Child’s burial details not in report

The burial of a young girl in a paupers grave in a Cork city cemetery in 1989 is not cited among just 64 burials found for the Bessborough Mother and Baby Home in a recent report.

Child’s burial details not in report

The burial of a young girl in a paupers grave in a Cork city cemetery in 1989 is not cited among just 64 burials found for the Bessborough Mother and Baby Home in a recent report.

The long-running inquiry published its final interim report in April and revealed that despite “very extensive inquiries and searches”, it could only establish the burial place of 64 of the 900 children that died in Bessborough or in hospital after being transferred from the institution.

However, the burial details of at least one Bessborough child — who died in 1989 and is buried in a non-perpetuity plot in St Finbarr’s Cemetery in Cork City — is not cited among the 64 burials outlined in the report.

The Commission investigation outlined details of two plots it discovered in St Finbarr’s Cemetery — one relating to the St Anne’s Adoption Society and the second belonging to the former St Patrick’s Orphanage run by the Mercy Sisters and which was bequeathed to the adoption society in the 1950s.

The plots contain the remains of a total of 20 children — four of which had an association with Bessborough.

The existence of both these plots was revealed by an Irish Examiner investigation in February 2018. However, details of a child buried in a third plot in the cemetery in 1989 are omitted from the Commission’s report.

The non-perpetuity plot or paupers grave contains the remains of at least one baby girl with an association to Bessborough.

The death certificate states her death occurred at St Finbarr’s Hospital in 1989 but that she was in the care of “c/o Sacred Heart Hospital, Blackrock, Cork” — the address of the Bessborough Mother and Baby Home.

It is unclear if any other children with a connection to the institution are buried in this plot.

However, despite this information being in the public domain, the Commission’s burial report fails to reference this plot or this child.
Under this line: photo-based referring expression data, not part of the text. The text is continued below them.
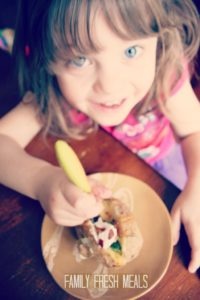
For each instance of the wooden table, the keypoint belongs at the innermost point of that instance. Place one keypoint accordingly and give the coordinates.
(23, 274)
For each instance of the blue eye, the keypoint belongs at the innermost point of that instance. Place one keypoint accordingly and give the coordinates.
(131, 51)
(78, 61)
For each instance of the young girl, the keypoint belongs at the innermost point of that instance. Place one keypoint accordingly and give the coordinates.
(122, 64)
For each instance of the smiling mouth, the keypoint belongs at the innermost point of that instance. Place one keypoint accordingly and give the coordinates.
(110, 105)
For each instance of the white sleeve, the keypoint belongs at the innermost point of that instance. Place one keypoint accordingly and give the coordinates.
(183, 110)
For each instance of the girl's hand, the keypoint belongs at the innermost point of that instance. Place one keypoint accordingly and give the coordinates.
(186, 210)
(66, 204)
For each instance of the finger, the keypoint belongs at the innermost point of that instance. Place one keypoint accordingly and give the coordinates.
(64, 218)
(194, 240)
(176, 225)
(99, 190)
(195, 261)
(81, 204)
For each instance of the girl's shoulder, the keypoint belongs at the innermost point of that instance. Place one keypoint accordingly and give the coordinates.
(22, 123)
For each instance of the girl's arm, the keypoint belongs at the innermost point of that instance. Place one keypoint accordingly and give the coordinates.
(184, 109)
(38, 179)
(17, 128)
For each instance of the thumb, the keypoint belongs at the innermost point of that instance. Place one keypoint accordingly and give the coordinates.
(176, 225)
(99, 190)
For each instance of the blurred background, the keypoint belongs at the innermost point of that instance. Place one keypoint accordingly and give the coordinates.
(9, 95)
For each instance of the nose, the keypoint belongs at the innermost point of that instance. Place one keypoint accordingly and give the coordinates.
(108, 80)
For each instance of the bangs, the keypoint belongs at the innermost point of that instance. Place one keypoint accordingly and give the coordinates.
(71, 27)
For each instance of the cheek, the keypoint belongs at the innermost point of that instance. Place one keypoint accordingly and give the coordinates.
(69, 89)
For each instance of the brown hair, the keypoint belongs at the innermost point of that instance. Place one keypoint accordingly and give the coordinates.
(52, 28)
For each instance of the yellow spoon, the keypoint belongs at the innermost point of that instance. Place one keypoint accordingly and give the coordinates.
(71, 165)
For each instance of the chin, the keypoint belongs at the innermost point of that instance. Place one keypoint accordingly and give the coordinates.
(110, 122)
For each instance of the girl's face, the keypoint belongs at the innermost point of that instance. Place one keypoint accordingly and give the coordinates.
(107, 84)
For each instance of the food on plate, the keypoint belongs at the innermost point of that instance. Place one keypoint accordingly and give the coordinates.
(113, 236)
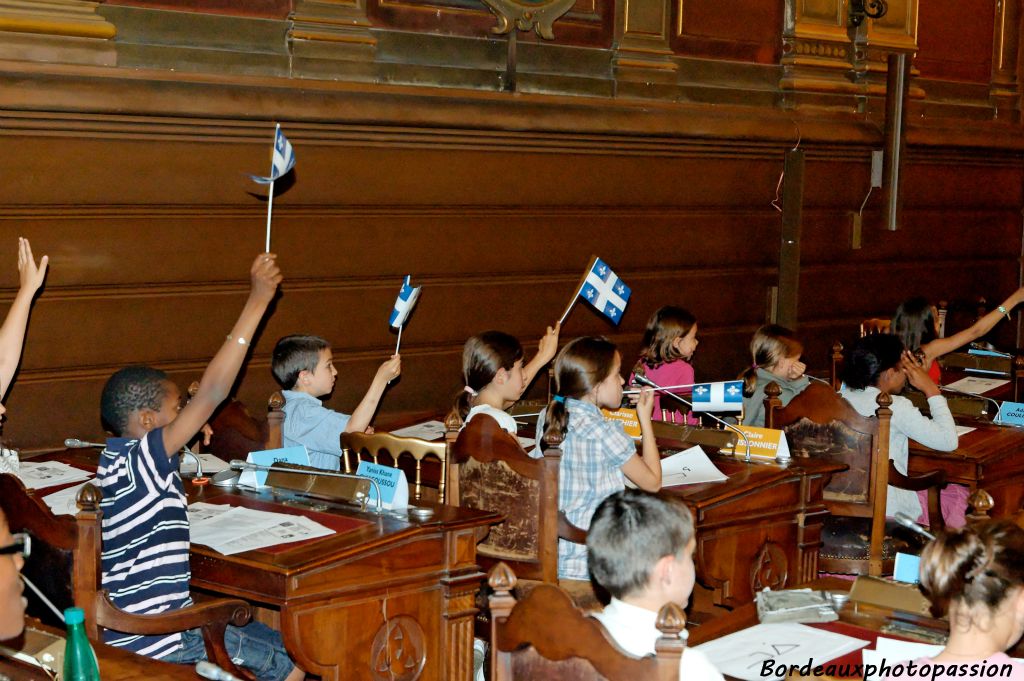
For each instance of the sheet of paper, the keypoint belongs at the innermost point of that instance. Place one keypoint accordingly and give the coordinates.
(50, 473)
(211, 464)
(689, 467)
(425, 430)
(65, 502)
(977, 384)
(754, 653)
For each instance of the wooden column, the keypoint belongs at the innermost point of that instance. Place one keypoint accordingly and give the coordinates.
(1006, 44)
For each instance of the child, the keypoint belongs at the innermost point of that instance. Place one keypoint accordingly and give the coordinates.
(669, 343)
(879, 364)
(304, 367)
(776, 358)
(597, 455)
(494, 377)
(916, 324)
(640, 548)
(145, 524)
(977, 575)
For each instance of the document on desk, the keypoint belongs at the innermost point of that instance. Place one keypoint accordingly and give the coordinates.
(755, 653)
(977, 384)
(49, 474)
(689, 467)
(230, 529)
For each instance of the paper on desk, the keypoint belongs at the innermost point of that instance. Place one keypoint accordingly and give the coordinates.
(211, 464)
(50, 473)
(230, 529)
(425, 430)
(66, 501)
(891, 652)
(977, 384)
(744, 653)
(689, 467)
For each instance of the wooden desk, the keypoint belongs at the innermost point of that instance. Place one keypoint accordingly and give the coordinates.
(385, 599)
(987, 458)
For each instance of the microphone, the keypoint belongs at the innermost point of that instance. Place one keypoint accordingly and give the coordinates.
(239, 464)
(210, 671)
(76, 443)
(640, 378)
(909, 523)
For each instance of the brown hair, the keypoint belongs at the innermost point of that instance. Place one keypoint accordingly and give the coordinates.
(770, 344)
(579, 368)
(664, 327)
(979, 563)
(482, 356)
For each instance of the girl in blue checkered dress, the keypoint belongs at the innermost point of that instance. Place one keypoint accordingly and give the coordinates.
(597, 455)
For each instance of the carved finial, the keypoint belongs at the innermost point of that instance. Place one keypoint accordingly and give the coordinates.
(501, 578)
(88, 498)
(276, 400)
(671, 620)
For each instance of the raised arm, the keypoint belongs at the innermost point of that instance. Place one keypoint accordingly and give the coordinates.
(941, 346)
(222, 370)
(12, 331)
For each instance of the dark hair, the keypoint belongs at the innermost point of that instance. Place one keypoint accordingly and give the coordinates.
(579, 368)
(868, 357)
(629, 533)
(770, 344)
(294, 354)
(914, 323)
(664, 327)
(978, 563)
(128, 390)
(482, 356)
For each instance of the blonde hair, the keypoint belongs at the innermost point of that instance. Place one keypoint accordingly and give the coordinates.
(771, 344)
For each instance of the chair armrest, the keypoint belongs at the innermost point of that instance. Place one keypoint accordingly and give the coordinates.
(915, 482)
(568, 531)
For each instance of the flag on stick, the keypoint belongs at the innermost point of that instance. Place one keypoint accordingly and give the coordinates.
(601, 288)
(408, 296)
(282, 162)
(721, 396)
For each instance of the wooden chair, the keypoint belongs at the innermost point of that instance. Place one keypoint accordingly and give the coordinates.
(545, 636)
(388, 450)
(856, 539)
(66, 565)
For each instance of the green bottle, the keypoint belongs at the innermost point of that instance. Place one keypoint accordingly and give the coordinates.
(80, 661)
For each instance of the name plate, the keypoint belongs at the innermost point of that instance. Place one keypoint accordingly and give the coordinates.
(627, 417)
(394, 487)
(765, 442)
(1011, 414)
(289, 455)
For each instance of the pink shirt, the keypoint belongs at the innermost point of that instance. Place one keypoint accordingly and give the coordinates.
(679, 372)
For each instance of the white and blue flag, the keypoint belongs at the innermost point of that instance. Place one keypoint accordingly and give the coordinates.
(722, 396)
(603, 290)
(403, 304)
(283, 160)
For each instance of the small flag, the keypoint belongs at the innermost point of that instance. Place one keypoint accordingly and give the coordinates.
(722, 396)
(283, 160)
(605, 291)
(403, 303)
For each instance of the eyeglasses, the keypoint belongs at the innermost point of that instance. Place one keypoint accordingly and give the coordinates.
(23, 545)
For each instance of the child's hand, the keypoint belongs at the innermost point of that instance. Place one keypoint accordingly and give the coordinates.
(548, 346)
(645, 405)
(390, 370)
(31, 274)
(265, 277)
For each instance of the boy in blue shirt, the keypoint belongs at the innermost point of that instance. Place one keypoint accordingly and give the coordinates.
(304, 367)
(145, 524)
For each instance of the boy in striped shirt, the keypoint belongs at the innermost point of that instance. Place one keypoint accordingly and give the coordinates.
(145, 525)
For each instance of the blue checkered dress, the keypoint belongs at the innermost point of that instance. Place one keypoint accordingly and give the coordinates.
(593, 454)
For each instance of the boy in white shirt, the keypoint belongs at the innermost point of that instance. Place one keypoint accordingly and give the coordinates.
(640, 548)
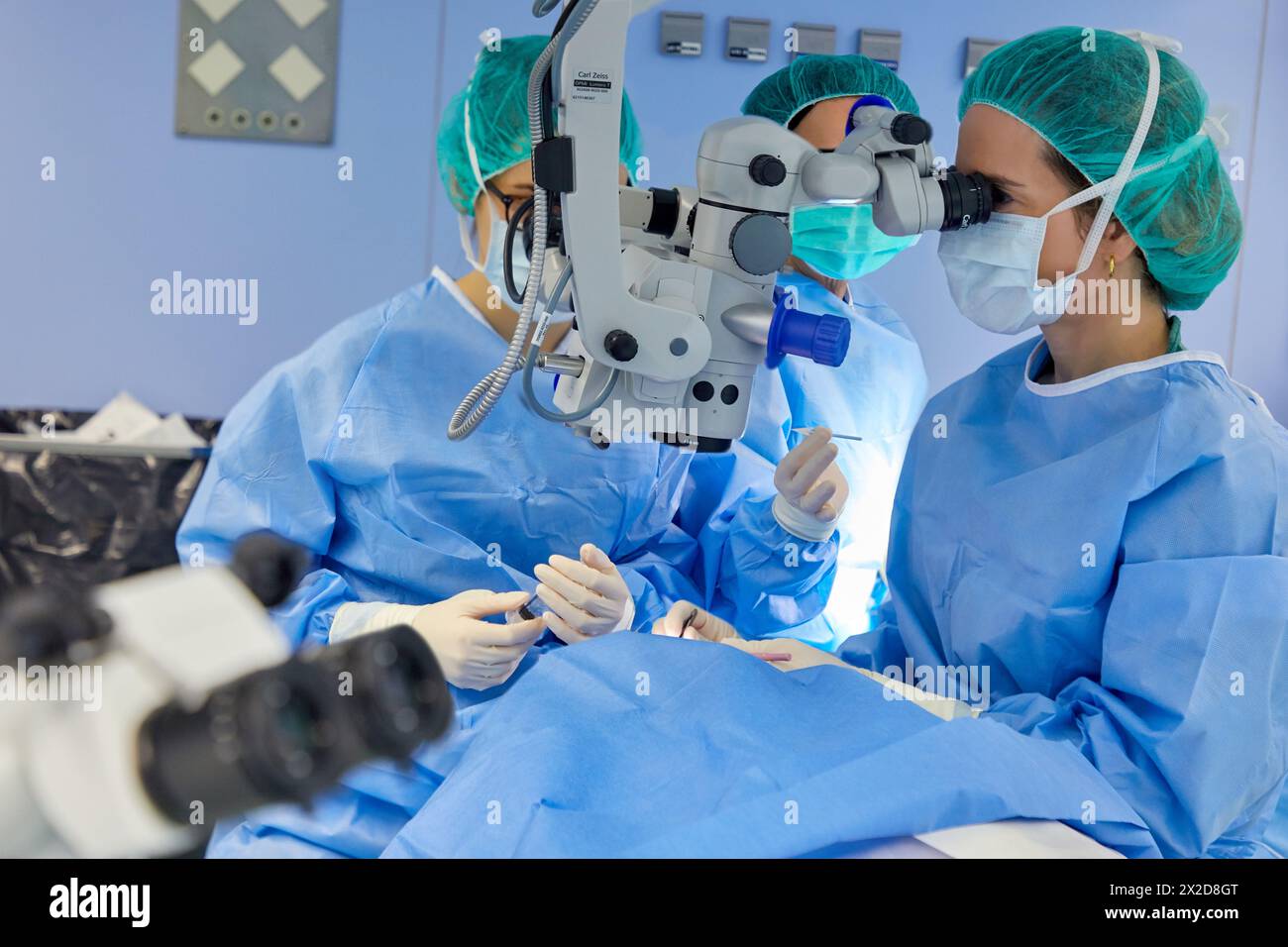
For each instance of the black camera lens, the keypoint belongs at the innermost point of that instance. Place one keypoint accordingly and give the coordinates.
(391, 686)
(270, 736)
(967, 200)
(46, 628)
(268, 566)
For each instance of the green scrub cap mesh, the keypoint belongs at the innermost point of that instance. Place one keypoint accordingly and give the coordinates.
(1086, 101)
(810, 78)
(496, 101)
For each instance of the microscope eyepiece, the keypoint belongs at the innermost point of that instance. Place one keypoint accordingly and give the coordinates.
(967, 200)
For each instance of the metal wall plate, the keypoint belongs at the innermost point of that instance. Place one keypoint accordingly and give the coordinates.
(682, 34)
(263, 69)
(975, 51)
(747, 39)
(883, 46)
(814, 38)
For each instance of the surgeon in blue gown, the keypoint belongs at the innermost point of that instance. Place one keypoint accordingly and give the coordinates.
(876, 394)
(343, 450)
(1095, 519)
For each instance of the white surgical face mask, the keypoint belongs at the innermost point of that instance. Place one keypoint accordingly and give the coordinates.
(992, 268)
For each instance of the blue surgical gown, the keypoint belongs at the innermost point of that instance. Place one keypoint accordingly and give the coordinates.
(1111, 552)
(876, 394)
(344, 451)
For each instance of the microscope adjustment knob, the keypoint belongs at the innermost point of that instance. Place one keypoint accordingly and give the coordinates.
(621, 346)
(768, 170)
(760, 244)
(823, 339)
(907, 128)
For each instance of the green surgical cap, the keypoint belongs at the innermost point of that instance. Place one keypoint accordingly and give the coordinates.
(1086, 102)
(497, 99)
(811, 78)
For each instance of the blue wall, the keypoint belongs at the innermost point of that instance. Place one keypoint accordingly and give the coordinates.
(133, 202)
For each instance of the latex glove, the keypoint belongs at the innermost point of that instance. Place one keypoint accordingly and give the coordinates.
(811, 489)
(473, 654)
(687, 620)
(798, 654)
(587, 598)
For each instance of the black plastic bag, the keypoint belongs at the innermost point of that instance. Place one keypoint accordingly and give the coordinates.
(71, 521)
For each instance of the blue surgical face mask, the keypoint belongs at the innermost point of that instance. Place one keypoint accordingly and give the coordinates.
(841, 241)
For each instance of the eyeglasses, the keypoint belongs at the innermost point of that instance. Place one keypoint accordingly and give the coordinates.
(507, 201)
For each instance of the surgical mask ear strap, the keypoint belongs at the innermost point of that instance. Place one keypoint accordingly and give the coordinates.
(1120, 180)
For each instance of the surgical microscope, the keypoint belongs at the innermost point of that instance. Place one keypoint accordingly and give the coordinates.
(149, 709)
(674, 289)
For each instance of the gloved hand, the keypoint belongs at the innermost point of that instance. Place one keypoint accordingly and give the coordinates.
(799, 655)
(473, 654)
(811, 489)
(687, 620)
(587, 598)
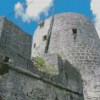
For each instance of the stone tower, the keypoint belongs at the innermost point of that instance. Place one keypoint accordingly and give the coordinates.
(74, 38)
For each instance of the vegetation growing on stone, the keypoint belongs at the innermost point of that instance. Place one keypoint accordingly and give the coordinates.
(44, 67)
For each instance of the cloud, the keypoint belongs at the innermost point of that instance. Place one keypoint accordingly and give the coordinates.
(33, 9)
(95, 7)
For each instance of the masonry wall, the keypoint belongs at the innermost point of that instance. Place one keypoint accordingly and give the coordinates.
(15, 38)
(83, 52)
(28, 83)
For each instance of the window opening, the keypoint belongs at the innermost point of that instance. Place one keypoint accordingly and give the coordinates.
(6, 59)
(4, 68)
(34, 45)
(74, 33)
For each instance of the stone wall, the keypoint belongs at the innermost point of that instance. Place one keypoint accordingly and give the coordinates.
(20, 83)
(83, 53)
(15, 38)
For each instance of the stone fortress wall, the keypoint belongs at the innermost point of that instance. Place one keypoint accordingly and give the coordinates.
(81, 49)
(76, 75)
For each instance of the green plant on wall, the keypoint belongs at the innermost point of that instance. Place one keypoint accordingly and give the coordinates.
(39, 63)
(61, 54)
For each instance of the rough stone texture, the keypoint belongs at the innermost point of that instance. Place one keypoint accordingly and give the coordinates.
(14, 38)
(76, 61)
(16, 86)
(83, 53)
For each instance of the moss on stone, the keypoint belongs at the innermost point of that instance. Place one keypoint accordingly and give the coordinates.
(62, 55)
(44, 67)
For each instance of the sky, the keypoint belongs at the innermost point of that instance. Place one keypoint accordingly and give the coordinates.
(28, 13)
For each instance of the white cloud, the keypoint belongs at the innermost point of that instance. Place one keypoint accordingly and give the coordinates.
(33, 9)
(95, 7)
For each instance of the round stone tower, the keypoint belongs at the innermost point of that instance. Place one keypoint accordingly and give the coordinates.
(74, 37)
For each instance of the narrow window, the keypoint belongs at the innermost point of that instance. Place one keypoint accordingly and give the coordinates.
(34, 45)
(44, 37)
(74, 33)
(6, 59)
(4, 68)
(41, 24)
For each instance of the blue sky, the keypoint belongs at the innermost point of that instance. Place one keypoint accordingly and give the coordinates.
(27, 13)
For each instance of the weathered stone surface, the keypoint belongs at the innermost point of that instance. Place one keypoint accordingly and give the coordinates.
(83, 53)
(71, 66)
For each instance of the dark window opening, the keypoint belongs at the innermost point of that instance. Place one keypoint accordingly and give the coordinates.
(4, 68)
(6, 59)
(0, 98)
(74, 31)
(27, 65)
(71, 96)
(34, 45)
(41, 25)
(44, 38)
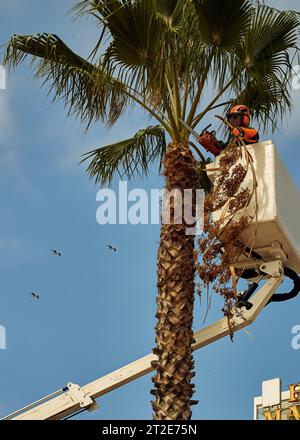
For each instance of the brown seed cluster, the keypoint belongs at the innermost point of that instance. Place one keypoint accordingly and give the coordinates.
(220, 245)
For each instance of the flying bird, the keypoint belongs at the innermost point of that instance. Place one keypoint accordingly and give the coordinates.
(110, 247)
(34, 295)
(54, 252)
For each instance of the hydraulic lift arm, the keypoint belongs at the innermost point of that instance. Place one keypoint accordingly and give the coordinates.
(73, 398)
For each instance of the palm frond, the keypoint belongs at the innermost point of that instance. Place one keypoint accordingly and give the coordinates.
(265, 48)
(222, 23)
(128, 157)
(87, 90)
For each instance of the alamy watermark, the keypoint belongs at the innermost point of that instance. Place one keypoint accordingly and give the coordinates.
(2, 77)
(2, 338)
(138, 207)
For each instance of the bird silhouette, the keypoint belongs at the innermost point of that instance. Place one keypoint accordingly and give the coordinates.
(34, 295)
(54, 252)
(111, 248)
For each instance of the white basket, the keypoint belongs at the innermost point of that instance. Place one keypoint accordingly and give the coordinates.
(278, 207)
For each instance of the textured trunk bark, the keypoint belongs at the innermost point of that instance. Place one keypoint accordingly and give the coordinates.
(175, 300)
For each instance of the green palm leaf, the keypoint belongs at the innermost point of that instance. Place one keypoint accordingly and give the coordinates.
(264, 50)
(222, 23)
(87, 90)
(128, 157)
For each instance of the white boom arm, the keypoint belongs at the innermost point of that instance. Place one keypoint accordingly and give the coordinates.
(72, 399)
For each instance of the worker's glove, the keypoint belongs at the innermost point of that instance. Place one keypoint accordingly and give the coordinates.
(237, 132)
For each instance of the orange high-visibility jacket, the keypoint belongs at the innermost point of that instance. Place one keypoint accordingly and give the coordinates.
(247, 134)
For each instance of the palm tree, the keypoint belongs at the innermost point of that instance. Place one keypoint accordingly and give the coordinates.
(161, 56)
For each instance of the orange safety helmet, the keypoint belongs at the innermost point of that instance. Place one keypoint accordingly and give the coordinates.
(243, 112)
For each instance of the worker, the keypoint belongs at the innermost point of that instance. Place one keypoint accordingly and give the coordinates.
(239, 118)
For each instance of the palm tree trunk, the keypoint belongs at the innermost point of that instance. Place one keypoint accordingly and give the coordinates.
(175, 300)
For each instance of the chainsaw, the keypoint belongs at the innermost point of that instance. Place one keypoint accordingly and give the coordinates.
(206, 138)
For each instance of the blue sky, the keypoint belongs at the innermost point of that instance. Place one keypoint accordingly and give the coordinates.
(96, 311)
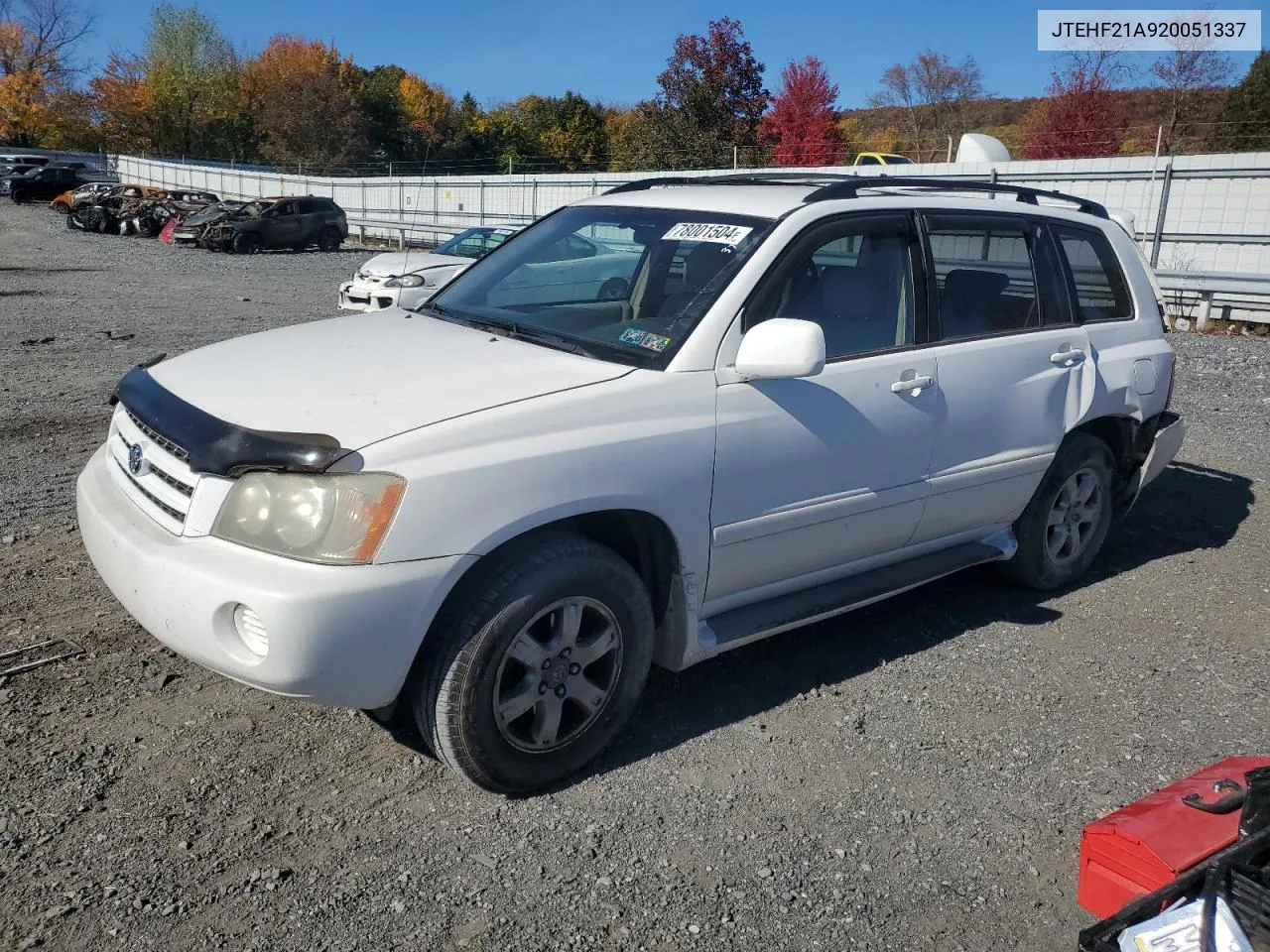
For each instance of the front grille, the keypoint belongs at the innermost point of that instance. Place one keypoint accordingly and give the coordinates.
(162, 440)
(164, 486)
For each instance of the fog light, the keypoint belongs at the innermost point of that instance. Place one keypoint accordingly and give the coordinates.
(250, 629)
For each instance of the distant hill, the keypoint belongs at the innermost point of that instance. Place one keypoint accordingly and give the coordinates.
(1141, 112)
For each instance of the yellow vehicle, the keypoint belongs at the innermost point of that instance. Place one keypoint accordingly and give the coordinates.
(881, 159)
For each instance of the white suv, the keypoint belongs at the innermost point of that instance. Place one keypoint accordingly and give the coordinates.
(492, 515)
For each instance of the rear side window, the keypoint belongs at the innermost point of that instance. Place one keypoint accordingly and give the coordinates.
(985, 276)
(1096, 282)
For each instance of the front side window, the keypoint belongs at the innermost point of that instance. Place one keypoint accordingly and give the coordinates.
(855, 280)
(625, 282)
(1097, 282)
(984, 275)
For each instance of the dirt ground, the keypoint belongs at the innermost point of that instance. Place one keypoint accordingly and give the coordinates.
(913, 775)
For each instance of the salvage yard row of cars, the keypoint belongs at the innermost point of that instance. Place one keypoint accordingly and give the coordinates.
(177, 214)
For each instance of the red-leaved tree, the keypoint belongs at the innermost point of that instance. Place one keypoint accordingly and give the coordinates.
(1079, 119)
(802, 128)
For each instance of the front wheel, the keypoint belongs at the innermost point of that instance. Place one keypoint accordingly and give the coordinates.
(1067, 521)
(536, 665)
The Irish Examiner raised this omission with the Commission following publication of the report and was told that it could not be checked “as the researcher with the detailed knowledge is out of the office carrying out further research” and would not be back until the following week.

In response to follow-up queries on the issue, the Commission said: “The answers to all of your questions will have to await the publication of our final report”.

It comes as survivors of the Bethany Home institution called on the Commission to release the details of additional burials it has found in relation to children who died in the care of the institution so they can be compared with the group’s own research and added to the Bethany memorial.

The Bethany Home Survivors group has also taken issue with a number of sections of the report, including the omission of 71 children identified as having died after transfer from the institution and an apparent mistake in stating the ages of the two oldest Bethany children buried in Mount Jerome at 19 and 36 months instead of 48 and 36 months.